Cette organisation, en dehors de la monogamie et de la famille, a été rêvée par tous ceux qui, comme nos émancipées et nos émancipateurs modernes, ont cru à l’égalité de puissance et de beauté dans les deux sexes ; les mystiques l’ont placée dans le ciel, où, disent-ils, il n’y aura plus ni mâles ni femelles ; de nos jours , elle semble à une foule de personnes, même fort instruites, l’unique moyen de détruire l’antagonisme, et par suite d’éteindre le crime et la misère. Mais une pareille société subsisterait-elle ? J’ose affirmer qu’elle serait cent fois pire que la nôtre; pour mieux dire, je la soutiens radicale- ment impossible.

La société subsiste par la subordination de toutes les forces et facultés humaines, individuelles et collectives, à la justice.

Dans le système que je viens d’esquisser, l’individu, ayant en soi la plénitude d’attributions que la nature, ainsi que nous avons pu nous en convaincre, n’a accordée qu’au couple, serait inabordable dans sa personnalité; l’élément idéaliste deviendrait en lui prédominant; la conscience serait subalsubalternisée ; la justice réduite à une idée pure ; l’amour, synonyme de volupté, une simple jouissance. Alors éclaterait, avec une violence indomptable, la contradiction entre l’individu et la société : ce même sujet, qu’on se flattait d’enchaîner à l’ordre public par la communauté d’amours, de femmes, d’enfants, de familles, de ménages, répugnerait d’autant plus au communisme social qu’on l’aurait plus complètement affranchi. Il est possible que l’on ne se battît pas pour les femmes, puisque, d’après l’hypothèse, et eu égard à la constitution physique et morale de l’individu, il n’y aurait pas de jalousie; mais la compétition serait d’autant plus ardente pour le butin, la richesse, le confort et le luxe, toutes choses dont la production resterait soumise aux mêmes lois, et, dans une société livrée à l’amour et à l’idéal, serait encore plus insuffisante qu’aujourd’hui. Établissez, avec la communauté des amours, l’universalité du célibat, et, je ne crains pas de le dire, vous aurez un surcroît de consommation, moins de travail, moins d’épargne, partant plus de misère ; en dernière analyse, à la place d’une société policée, une société vouée au brigandage ou, sinon, à la plus dégradante servitude.
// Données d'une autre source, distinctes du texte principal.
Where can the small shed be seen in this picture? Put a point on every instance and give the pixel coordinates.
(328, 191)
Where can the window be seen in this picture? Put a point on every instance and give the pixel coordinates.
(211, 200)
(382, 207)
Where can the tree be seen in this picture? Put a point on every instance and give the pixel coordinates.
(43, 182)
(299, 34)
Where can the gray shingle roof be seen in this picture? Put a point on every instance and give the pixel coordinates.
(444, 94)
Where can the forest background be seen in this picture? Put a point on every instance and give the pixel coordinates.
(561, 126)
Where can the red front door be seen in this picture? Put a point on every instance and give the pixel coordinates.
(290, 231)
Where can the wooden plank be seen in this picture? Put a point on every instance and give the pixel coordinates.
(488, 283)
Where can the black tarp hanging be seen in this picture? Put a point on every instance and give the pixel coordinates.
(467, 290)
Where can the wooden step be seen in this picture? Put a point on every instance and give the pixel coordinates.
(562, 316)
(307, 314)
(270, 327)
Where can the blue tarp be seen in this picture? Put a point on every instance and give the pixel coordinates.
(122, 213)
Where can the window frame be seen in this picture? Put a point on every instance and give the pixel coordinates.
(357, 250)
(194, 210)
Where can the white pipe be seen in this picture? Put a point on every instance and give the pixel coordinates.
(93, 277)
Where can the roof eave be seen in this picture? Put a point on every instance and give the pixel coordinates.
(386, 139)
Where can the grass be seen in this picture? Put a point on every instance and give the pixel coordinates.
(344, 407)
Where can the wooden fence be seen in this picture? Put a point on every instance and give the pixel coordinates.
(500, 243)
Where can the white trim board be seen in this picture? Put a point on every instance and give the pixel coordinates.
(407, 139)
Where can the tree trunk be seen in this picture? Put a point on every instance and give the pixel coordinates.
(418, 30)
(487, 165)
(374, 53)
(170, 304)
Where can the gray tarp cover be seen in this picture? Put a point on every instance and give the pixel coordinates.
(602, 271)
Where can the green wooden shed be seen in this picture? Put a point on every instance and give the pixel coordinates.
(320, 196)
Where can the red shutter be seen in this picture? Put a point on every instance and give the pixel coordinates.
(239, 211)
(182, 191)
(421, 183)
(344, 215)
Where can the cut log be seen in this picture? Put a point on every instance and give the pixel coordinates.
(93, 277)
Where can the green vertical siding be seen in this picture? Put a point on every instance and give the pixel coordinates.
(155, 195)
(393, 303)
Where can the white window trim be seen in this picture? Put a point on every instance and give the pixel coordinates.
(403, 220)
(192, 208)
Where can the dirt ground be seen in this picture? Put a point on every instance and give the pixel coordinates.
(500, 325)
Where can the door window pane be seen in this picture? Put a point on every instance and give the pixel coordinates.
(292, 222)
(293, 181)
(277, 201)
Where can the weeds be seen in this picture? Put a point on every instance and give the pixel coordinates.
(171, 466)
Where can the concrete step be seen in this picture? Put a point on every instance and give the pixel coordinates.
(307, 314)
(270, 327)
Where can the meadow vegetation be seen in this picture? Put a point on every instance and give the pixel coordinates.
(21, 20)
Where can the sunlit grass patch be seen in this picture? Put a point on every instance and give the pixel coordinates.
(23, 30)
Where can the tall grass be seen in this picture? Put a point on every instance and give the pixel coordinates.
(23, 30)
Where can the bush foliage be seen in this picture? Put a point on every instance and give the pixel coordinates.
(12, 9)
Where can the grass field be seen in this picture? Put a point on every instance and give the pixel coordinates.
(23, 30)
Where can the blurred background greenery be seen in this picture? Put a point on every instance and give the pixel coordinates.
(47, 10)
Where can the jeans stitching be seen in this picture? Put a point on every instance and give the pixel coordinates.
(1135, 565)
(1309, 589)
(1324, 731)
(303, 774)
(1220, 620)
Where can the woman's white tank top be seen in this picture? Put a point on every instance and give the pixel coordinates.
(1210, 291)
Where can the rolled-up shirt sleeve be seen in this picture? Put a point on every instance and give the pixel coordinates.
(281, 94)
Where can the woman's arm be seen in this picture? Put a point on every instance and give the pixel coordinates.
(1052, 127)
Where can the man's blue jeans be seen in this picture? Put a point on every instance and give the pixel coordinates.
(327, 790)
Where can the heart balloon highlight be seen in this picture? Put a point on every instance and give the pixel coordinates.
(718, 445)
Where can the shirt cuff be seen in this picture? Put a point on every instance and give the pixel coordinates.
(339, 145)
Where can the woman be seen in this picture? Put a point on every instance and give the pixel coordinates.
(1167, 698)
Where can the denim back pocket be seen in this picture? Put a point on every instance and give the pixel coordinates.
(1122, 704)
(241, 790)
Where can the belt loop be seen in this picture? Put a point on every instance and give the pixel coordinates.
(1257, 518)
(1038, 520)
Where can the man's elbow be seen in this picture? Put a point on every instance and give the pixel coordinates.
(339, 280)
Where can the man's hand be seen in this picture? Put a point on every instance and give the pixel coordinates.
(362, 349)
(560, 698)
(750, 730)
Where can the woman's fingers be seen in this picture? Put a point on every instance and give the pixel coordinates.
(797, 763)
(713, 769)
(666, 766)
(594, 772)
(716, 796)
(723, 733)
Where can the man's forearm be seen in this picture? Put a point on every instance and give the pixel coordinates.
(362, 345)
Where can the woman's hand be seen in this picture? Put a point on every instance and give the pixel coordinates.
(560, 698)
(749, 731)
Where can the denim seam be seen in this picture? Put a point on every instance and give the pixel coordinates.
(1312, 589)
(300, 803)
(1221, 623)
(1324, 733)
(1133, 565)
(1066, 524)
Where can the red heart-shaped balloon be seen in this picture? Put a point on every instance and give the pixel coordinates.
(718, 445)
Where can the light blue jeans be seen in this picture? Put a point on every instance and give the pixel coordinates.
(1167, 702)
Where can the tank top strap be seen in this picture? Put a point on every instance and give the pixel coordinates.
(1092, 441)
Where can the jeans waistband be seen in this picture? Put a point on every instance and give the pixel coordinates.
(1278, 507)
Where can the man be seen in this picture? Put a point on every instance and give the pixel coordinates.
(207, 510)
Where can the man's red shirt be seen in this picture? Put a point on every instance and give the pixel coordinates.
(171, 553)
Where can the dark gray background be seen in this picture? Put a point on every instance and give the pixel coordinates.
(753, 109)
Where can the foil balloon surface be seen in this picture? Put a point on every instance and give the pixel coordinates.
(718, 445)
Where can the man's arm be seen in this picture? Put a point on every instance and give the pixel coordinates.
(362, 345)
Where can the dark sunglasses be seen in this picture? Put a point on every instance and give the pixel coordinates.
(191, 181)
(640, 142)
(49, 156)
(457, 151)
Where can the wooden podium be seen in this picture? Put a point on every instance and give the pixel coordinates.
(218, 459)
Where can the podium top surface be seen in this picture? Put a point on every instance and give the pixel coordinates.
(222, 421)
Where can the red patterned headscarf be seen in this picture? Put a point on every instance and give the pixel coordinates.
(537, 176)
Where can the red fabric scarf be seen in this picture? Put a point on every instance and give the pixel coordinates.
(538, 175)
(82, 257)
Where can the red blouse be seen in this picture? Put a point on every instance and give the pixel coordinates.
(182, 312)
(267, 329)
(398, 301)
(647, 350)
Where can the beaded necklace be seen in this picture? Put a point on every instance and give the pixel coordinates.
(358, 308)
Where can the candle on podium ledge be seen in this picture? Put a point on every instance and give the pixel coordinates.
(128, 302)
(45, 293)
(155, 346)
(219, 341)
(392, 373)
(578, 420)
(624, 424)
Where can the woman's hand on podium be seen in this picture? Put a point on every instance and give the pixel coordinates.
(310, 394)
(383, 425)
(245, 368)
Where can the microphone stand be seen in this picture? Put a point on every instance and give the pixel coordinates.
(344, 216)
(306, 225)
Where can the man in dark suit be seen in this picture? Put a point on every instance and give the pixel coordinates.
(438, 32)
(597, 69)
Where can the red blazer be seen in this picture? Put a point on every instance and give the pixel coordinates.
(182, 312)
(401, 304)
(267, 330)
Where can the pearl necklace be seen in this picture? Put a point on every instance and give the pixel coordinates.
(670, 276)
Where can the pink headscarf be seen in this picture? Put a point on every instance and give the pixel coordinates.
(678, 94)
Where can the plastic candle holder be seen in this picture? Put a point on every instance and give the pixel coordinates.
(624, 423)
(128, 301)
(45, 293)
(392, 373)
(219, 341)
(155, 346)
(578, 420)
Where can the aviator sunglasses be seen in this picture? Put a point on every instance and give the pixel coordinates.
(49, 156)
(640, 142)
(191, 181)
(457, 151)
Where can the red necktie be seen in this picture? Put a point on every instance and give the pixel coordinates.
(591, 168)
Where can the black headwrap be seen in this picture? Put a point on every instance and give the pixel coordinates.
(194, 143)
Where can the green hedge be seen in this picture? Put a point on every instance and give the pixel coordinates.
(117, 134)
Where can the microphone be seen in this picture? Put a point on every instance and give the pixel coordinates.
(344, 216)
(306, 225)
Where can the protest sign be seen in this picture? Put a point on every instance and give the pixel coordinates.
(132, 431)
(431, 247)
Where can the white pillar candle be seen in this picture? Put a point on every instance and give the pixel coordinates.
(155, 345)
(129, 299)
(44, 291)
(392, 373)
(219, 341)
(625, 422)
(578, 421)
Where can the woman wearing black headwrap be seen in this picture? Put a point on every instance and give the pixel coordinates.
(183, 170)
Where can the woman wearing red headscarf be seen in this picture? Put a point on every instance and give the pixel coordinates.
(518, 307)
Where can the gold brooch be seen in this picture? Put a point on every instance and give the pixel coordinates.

Ce résultat, pour tout homme qui a réréfléchi sur les rapports de la famille, du mariage, du travail, de la production et de l’accumulation de la richesse, ainsi que sur les conditions de la justice dans la Société, est aussi certain que deux et deux font quatre.

Ainsi se confirme, par le développement de l’idée contraire, la théorie du mariage. La société, c’est-à-dire l’union des forces, repose sur la justice. La justice a pour condition organique un dualisme, hors duquel elle se réduit bientôt à une notion pure, inefficace. Ce dualisme, c’est le mariage, formé par l’union de deux personnes complémentaires l’une de l’autre, et dont l’essence est le dévouement, le préparateur l’amour.